Zu der Gruppe gehört aber auch Andy Li, ein bekannter Aktivist, über dem ein Verfahren nach dem Staatssicherheitsgesetz schwebt. Li war am selben Tag wie der kritische Medienunternehmer Jimmy Lai verhaftet und nur gegen Kaution auf freien Fuß gesetzt worden. Sein Fall illustriert, unter welchem Druck Demokratieaktivisten stehen, gegen die das neue Gesetz in Stellung gebracht wird.

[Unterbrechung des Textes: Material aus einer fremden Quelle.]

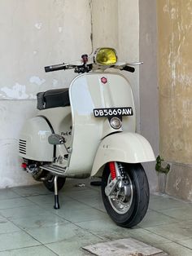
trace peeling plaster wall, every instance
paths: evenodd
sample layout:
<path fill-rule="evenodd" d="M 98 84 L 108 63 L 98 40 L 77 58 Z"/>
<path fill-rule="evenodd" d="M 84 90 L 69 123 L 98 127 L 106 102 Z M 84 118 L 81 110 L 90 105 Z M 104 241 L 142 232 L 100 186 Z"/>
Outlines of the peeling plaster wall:
<path fill-rule="evenodd" d="M 33 183 L 20 167 L 20 130 L 36 113 L 37 92 L 75 76 L 44 66 L 91 52 L 90 20 L 87 0 L 0 1 L 0 188 Z"/>
<path fill-rule="evenodd" d="M 166 192 L 192 201 L 192 1 L 159 0 L 160 154 Z"/>
<path fill-rule="evenodd" d="M 139 1 L 140 60 L 139 69 L 141 134 L 151 143 L 155 155 L 159 155 L 159 90 L 157 82 L 157 20 L 156 1 Z M 144 166 L 151 191 L 157 188 L 155 162 Z"/>

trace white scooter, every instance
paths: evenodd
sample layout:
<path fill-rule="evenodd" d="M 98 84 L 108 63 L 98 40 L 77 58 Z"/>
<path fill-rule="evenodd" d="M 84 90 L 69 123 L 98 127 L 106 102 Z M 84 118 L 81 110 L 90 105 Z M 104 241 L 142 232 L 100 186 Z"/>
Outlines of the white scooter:
<path fill-rule="evenodd" d="M 55 192 L 66 178 L 102 178 L 103 200 L 117 225 L 131 227 L 146 214 L 149 185 L 141 163 L 155 161 L 149 142 L 135 133 L 135 107 L 129 82 L 119 72 L 136 64 L 118 63 L 112 48 L 98 48 L 72 64 L 46 72 L 73 68 L 81 73 L 68 89 L 37 94 L 37 117 L 20 138 L 22 167 Z M 100 71 L 99 71 L 100 70 Z"/>

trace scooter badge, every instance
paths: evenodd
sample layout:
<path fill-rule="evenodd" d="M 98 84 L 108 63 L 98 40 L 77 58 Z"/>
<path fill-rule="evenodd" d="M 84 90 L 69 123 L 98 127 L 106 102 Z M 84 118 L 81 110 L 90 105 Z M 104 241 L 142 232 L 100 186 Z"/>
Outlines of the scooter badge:
<path fill-rule="evenodd" d="M 107 82 L 107 79 L 106 77 L 103 77 L 101 78 L 101 82 L 105 84 L 105 83 Z"/>

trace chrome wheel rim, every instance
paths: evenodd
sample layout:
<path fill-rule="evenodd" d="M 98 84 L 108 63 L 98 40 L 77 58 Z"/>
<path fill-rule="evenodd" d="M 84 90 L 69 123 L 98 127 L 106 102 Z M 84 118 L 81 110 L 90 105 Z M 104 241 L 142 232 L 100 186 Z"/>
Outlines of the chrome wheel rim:
<path fill-rule="evenodd" d="M 113 210 L 120 214 L 124 214 L 129 210 L 133 197 L 133 183 L 128 174 L 126 174 L 126 178 L 130 186 L 130 195 L 124 195 L 124 188 L 123 187 L 121 188 L 116 188 L 116 190 L 107 196 Z M 110 183 L 111 181 L 111 174 L 109 174 L 107 184 Z"/>

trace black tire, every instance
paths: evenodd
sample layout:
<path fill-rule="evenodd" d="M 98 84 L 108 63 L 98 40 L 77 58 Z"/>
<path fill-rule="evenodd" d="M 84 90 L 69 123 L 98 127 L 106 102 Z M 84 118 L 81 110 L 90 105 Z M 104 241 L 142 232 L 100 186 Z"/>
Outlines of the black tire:
<path fill-rule="evenodd" d="M 49 175 L 49 179 L 43 181 L 43 184 L 50 192 L 54 192 L 54 177 L 55 176 L 53 175 Z M 61 190 L 62 188 L 64 186 L 65 180 L 66 178 L 58 177 L 57 179 L 58 191 Z"/>
<path fill-rule="evenodd" d="M 125 199 L 123 199 L 125 197 L 121 196 L 122 198 L 116 200 L 114 199 L 114 196 L 111 199 L 111 196 L 107 196 L 106 195 L 105 188 L 107 183 L 110 182 L 110 179 L 111 180 L 108 164 L 106 165 L 103 174 L 102 196 L 106 210 L 111 218 L 118 226 L 132 227 L 138 224 L 146 215 L 150 199 L 149 183 L 145 170 L 141 164 L 120 163 L 120 165 L 132 188 L 130 192 L 130 195 L 132 195 L 129 197 L 129 204 L 128 197 L 126 197 L 125 201 Z M 120 204 L 127 207 L 124 206 L 124 210 L 122 212 L 120 207 L 118 208 L 119 205 L 121 205 Z"/>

Der Fall des Aktivisten Li

Im vergangenen November, am Vorabend der Hongkonger Bezirksratswahlen, tigerte Li durch eine Hotelsuite im Stadtteil Kowloon. Ein spindeldünner 29-Jähriger voll nervöser Energie, strähniges Haar, die Füße in Pantoffeln. Die Suite diente als Hauptquartier einer Aktion, die Li federführend organisiert hatte und die das Hongkonger Recht nicht brechen, sondern im Gegenteil seine Einhaltung garantieren sollte: Gemeinsam mit Unterstützern hatte Li eine internationale Wahlbeobachtermission auf die Beine gestellt.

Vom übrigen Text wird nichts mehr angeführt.